Rose N L, Turner S D, Goldsmith B, Gosling L, Davidson T A
Environmental Change Research Centre, Department of Geography, University College London, Gower St, London, WC1E 6BT, UK.
Centre for Environmental Policy, Imperial College London, 13-15 Prince's Gardens, London, SW7 1NA, UK.
BMC Ecol. 2016 Jul 22;16 Suppl 1(Suppl 1):14. doi: 10.1186/s12898-016-0063-2.

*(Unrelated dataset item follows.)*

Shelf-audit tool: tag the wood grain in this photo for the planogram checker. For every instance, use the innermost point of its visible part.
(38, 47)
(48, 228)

Public participation in scientific data collection is a rapidly expanding field. In water quality surveys, the involvement of the public, usually as trained volunteers, generally includes the identification of aquatic invertebrates to a broad taxonomic level. However, quality assurance is often not addressed and remains a key concern for the acceptance of publicly-generated water quality data. The Open Air Laboratories (OPAL) Water Survey, launched in May 2010, aimed to encourage interest and participation in water science by developing a 'low-barrier-to-entry' water quality survey. During 2010, over 3000 participant-selected lakes and ponds were surveyed making this the largest public participation lake and pond survey undertaken to date in the UK. But the OPAL approach of using untrained volunteers and largely anonymous data submission exacerbates quality control concerns. A number of approaches were used in order to address data quality issues including: sensitivity analysis to determine differences due to operator, sampling effort and duration; direct comparisons of identification between participants and experienced scientists; the use of a self-assessment identification quiz; the use of multiple participant surveys to assess data variability at single sites over short periods of time; comparison of survey techniques with other measurement variables and with other metrics generally considered more accurate. These quality control approaches were then used to screen the OPAL Water Survey data to generate a more robust dataset.
The OPAL Water Survey results provide a regional and national assessment of water quality as well as a first national picture of water clarity (as suspended solids concentrations). Less than 10 % of lakes and ponds surveyed were 'poor' quality while 26.8 % were in the highest water quality band.
It is likely that there will always be a question mark over untrained volunteer generated data simply because quality assurance is uncertain, regardless of any post hoc data analyses. Quality control at all stages, from survey design, identification tests, data submission and interpretation can all increase confidence such that useful data can be generated by public participants.
公众参与科学数据收集是一个迅速发展的领域。在水质调查中,公众通常作为经过培训的志愿者参与其中,其工作一般包括将水生无脊椎动物鉴定到宽泛的分类水平。然而,质量保证问题常常未得到解决,这仍然是公众生成的水质数据被接受的关键问题。2010年5月启动的露天实验室(OPAL)水质调查,旨在通过开展一项“低门槛参与”的水质调查来激发人们对水科学的兴趣并鼓励公众参与。2010年期间,对3000多个由参与者选定的湖泊和池塘进行了调查,这使其成为英国迄今为止规模最大的公众参与的湖泊和池塘调查。但是,OPAL使用未经培训的志愿者以及大量匿名数据提交的方式加剧了质量控制方面的担忧。为了解决数据质量问题,采用了多种方法,包括:敏感性分析,以确定因操作人员、采样工作量和持续时间导致的差异;参与者与经验丰富的科学家之间鉴定结果的直接比较;使用自我评估鉴定测验;使用多次参与者调查来评估短期内单个地点的数据变异性;将调查技术与其他测量变量以及通常被认为更准确的其他指标进行比较。然后,这些质量控制方法被用于筛选OPAL水质调查数据,以生成一个更可靠的数据集。
OPAL水质调查结果提供了区域和全国水质评估,以及首张全国水清澈度(以悬浮固体浓度表示)情况图。被调查的湖泊和池塘中,水质“差”的不到10%,而26.8%处于最高水质等级。
仅仅因为质量保证不确定,未经培训的志愿者生成的数据可能总会存在疑问,无论事后进行何种数据分析。从调查设计、鉴定测试、数据提交到解释的所有阶段进行质量控制,都可以增强信心,使公众参与者能够生成有用的数据。